Ask HN: Terms, conditions, privacy policy… or not? - lilcarlyung
I am about to launch my first serious side project, an online user-created content distribution platform.<p>I have noticed that pretty much any serious online service always has terms, conditions, and privacy policy written down somewhere on their site. How does one go about writing these in practice?<p>I’ve thought about writing my terms based on ones from other sites, or maybe using a terms and conditions generator, but in both these cases I risk of not truly understanding the legal implications of what I am actually telling my potential users. Obviously, hiring a lawyer of some sort to review the conditions would make sense.<p>What would the legal implications, in general, be if I did not provide any such conditions at all on my site?<p>I am based in the EU but the site will be running on US servers, if that makes any difference.
======
brudgers
[IANAL]

Distributing content created by other people has significant copyright
implications. Sites with uploaded content have tended to draw enforcement
actions because they often attract users interested in copyright infringing
activities.
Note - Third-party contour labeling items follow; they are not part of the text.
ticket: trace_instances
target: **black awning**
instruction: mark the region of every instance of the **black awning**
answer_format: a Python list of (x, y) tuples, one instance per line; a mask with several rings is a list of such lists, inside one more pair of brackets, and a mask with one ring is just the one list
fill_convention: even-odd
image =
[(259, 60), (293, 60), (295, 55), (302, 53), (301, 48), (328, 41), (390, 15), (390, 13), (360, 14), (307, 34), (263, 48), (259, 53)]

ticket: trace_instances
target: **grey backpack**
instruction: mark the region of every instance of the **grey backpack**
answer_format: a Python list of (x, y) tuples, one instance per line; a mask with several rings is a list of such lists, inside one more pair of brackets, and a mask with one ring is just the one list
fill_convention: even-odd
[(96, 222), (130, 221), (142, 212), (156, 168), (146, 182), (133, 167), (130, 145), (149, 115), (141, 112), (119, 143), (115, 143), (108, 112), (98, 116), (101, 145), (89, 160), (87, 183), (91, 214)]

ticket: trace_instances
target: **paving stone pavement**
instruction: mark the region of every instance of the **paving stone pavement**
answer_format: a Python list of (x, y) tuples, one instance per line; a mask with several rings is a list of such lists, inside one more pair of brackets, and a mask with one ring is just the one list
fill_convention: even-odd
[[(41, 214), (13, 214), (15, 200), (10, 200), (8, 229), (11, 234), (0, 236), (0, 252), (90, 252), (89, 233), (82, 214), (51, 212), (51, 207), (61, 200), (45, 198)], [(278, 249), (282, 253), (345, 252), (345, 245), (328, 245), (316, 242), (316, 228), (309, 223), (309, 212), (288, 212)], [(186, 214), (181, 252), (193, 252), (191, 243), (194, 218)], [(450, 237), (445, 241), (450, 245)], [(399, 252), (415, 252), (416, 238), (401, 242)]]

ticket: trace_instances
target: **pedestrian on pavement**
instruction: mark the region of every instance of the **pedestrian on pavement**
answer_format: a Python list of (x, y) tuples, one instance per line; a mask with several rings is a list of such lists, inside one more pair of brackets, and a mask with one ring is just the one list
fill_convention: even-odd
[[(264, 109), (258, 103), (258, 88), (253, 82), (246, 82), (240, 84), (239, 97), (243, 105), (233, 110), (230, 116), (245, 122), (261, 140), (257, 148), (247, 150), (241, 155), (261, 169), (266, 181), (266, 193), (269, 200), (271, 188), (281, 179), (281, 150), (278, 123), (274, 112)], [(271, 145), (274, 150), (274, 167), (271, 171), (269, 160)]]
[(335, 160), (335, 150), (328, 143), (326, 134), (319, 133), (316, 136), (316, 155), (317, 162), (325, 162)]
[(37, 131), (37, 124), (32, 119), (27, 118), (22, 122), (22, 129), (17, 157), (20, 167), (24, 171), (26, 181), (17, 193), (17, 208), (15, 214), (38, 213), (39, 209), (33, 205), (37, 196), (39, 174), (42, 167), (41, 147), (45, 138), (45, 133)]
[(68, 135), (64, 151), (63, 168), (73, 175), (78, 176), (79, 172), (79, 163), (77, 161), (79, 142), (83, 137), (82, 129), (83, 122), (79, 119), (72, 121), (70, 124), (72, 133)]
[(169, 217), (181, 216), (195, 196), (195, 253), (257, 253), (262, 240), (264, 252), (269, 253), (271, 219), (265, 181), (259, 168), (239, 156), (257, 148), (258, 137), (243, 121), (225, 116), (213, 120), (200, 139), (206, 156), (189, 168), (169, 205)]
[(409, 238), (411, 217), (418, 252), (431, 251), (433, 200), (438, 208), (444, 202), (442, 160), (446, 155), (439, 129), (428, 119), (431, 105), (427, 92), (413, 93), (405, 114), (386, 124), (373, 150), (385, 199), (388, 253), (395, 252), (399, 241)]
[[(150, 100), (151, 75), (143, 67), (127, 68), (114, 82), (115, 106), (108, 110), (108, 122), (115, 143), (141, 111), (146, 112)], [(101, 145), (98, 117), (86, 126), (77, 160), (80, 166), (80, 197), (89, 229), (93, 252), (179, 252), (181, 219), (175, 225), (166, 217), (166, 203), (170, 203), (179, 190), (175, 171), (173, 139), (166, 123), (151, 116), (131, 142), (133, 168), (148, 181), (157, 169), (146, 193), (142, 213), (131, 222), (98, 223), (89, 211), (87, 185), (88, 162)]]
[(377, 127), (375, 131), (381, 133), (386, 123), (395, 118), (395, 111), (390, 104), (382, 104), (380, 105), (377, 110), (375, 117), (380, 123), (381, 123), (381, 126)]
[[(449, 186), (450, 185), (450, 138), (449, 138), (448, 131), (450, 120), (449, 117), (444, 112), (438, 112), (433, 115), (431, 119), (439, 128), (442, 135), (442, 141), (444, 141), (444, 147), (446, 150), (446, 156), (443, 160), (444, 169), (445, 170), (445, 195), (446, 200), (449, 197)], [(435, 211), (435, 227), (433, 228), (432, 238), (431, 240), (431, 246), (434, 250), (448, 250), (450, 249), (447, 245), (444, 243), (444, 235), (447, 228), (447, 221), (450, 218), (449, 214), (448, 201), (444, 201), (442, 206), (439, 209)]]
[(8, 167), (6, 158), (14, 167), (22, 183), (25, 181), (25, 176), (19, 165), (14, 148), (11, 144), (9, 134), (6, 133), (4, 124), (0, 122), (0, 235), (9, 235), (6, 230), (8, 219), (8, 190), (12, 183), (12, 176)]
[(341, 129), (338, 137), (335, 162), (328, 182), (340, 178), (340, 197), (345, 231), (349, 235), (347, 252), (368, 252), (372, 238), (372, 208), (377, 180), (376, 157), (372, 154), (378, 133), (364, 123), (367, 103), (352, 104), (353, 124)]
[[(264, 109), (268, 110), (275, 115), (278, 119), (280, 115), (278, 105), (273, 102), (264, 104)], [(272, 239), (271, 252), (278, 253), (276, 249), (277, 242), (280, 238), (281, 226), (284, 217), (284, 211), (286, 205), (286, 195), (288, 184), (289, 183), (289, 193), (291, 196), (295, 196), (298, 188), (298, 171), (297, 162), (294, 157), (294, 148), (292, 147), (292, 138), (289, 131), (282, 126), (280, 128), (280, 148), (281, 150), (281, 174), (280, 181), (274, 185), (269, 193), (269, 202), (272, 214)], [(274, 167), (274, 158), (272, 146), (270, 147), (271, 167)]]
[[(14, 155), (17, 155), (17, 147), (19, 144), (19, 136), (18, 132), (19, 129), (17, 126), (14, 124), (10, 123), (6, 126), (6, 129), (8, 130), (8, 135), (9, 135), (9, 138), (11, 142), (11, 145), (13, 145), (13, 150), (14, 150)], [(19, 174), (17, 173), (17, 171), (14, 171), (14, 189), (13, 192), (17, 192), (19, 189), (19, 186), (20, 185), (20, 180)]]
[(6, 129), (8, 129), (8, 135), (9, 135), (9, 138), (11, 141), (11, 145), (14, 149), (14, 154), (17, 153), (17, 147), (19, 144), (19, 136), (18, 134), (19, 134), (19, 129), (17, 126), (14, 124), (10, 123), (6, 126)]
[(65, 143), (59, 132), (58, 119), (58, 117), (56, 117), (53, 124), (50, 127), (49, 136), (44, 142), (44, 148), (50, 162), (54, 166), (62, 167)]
Compound that by a large factor for international transactions.

Talk to a lawyer.

------
HappyTypist
While legal documents like terms and conditions can have surprising gotchas,
they are not impossible to decipher for a layman and for a completely new
website, it is absolutely reasonable and practical to spend an afternoon
researching the gist of concepts and getting a sufficient understanding so you
can create a T&C that won't cause you legal troubles.

That is, if you _want_ to create a T&C in the first place. Hacker News doesn't
have a T&C. Facebook certainly didn't have a T&C when it first launched, and
Apple didn't sell their Apple I with a contract. You are very very unlikely to
encounter any issues without a T&C and privacy policy.

------
detaro
Do you sell things, or is this a free service?

For many simple cases, there are templates out there - it might still be worth
it to invest in some lawyer time to check if the match your service.